US indictment paints Lynch as ringleader
The 14-count indictment filed in the Northern District of California names Lynch and Autonomy’s former vice-president of finance, Stephen Chamberlain, as co-conspirators. Prosecutors say the pair pressured subordinates to record sales of software licences months before contracts were signed, hid loss-making hardware sales inside “pure software” line items and parked tens of millions of pounds of unwanted stock with friendly resellers who were secretly promised they would never have to pay. If convicted on all counts Lynch faces a maximum sentence of 25 years in federal prison. US Attorney David Anderson said at a press briefing that “the department will not hesitate to pursue executives who cook the books, no matter where they sit geographically”. Lynch’s legal team replied that the indictment “ignores the fundamental principle that British companies are governed by British law and should be tried in British courts”.

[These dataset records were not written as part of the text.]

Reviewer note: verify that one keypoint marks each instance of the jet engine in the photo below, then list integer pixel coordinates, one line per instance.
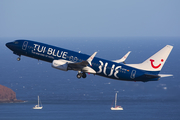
(60, 64)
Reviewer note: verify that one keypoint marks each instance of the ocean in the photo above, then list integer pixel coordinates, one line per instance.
(65, 97)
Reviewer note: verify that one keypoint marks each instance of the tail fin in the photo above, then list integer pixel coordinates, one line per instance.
(155, 62)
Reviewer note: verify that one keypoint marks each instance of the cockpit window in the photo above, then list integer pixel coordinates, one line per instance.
(15, 42)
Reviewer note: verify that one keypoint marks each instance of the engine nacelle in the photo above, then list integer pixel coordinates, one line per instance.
(60, 64)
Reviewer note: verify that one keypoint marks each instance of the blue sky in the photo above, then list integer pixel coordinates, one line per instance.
(89, 18)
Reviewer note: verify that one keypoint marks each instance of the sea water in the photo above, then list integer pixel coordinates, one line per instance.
(65, 97)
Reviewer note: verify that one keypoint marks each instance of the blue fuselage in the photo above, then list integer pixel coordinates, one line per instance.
(102, 67)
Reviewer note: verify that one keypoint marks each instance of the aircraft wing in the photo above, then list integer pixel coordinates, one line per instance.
(123, 58)
(83, 66)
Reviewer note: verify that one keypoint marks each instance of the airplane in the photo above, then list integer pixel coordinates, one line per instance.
(65, 60)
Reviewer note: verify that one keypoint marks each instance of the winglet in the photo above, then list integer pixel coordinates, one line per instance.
(123, 58)
(91, 58)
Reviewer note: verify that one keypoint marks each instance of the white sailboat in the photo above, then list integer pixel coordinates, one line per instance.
(38, 106)
(116, 107)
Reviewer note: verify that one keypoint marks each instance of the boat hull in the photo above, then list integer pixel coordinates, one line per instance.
(117, 108)
(37, 107)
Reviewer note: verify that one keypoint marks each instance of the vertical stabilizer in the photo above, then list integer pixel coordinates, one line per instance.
(155, 62)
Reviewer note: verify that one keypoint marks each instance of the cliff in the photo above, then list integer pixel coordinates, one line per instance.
(7, 95)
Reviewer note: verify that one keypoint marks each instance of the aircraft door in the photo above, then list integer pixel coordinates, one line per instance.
(24, 46)
(133, 74)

Civil trial already under way in London
While the extradition fight looms, Justice Robert Hildyard is hearing HP’s civil claim in the Rolls Building without a jury. The trial, which began on 9 March 2019, is expected to run until late 2020 and has already produced 1.3 million documents. HP’s barrister Laurence Rabinowitz QC told the court that Lynch and Autonomy’s former chief financial officer, Sushovan Hussain, “created a culture of fear in which finance staff were ordered to hit impossible quarterly numbers or resign”. Hussain was separately convicted in San Francisco in April 2019 and sentenced to five years in prison; he is appealing. Lynch has taken the witness box for nine days of gruelling cross-examination, insisting that HP “destroyed Autonomy through incompetence” and that any accounting differences were “judgment calls” approved by auditors Deloitte. He denies every allegation.

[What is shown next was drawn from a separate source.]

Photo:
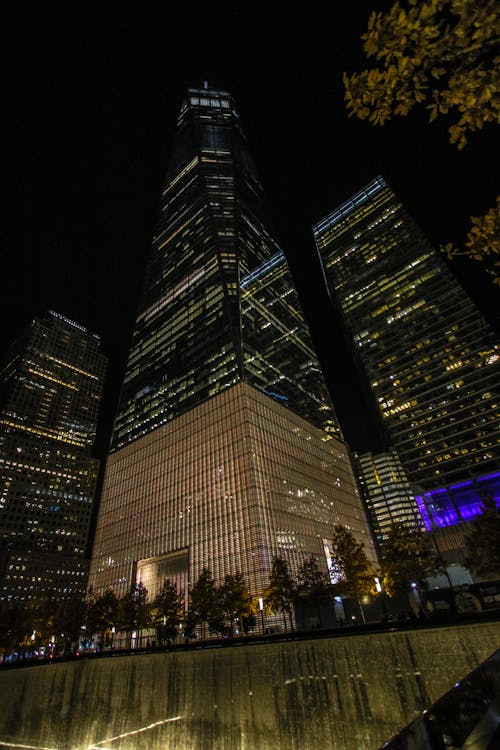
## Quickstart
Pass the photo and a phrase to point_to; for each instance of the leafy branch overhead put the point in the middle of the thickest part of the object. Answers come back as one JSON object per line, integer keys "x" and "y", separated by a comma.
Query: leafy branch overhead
{"x": 444, "y": 54}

Westminster court grants record bail
When Lynch surrendered to police on the US warrant he was wearing an electronic tag within hours. Chief Magistrate Emma Arbuthnot set bail at £10 million secured against two London properties and imposed a 10 pm-to-6 am curfew. The sum is believed to be the largest ever granted in a UK extradition case. Clifford Chance partner Reid Weingarten, leading Lynch’s defence, said outside court: “Dr Lynch is a British citizen who ran a British company listed on the London Stock Exchange under UK accounting rules. He has cooperated with every investigation and will contest these charges vigorously.” The Serious Fraud Office opened its own probe in 2013 but closed it without charges, citing “insufficient evidence”, a decision now being reviewed after pressure from MPs on the Treasury Select Committee.
What happens next
The extradition hearing is listed for 24-25 June 2020. Under the UK-US treaty the court must decide whether the “dual criminality” test is met and whether Lynch’s human rights would be breached by American prison conditions. Even if the court blocks extradition, Home Secretary Priti Patel can overrule the decision. Meanwhile the civil trial judgment is expected early in 2021; HP is seeking damages of up to US $5 billion plus interest. Analysts say a victory for HP could embolden other buyers burned by tech deals gone sour, while a Lynch win would cast serious doubt on HP’s due-diligence standards. Whatever the outcome, the saga has already shredded reputations on both sides of the Atlantic and left Autonomy’s once-vaunted code buried inside a company that no longer wants it.
The arrest marks the sharpest escalation yet in a legal war that has dragged on for eight years. Lynch, once hailed as Britain’s answer to Bill Gates, now risks spending the rest of his life in a US penitentiary while HP shareholders continue to count the cost of a deal that vaporised billions.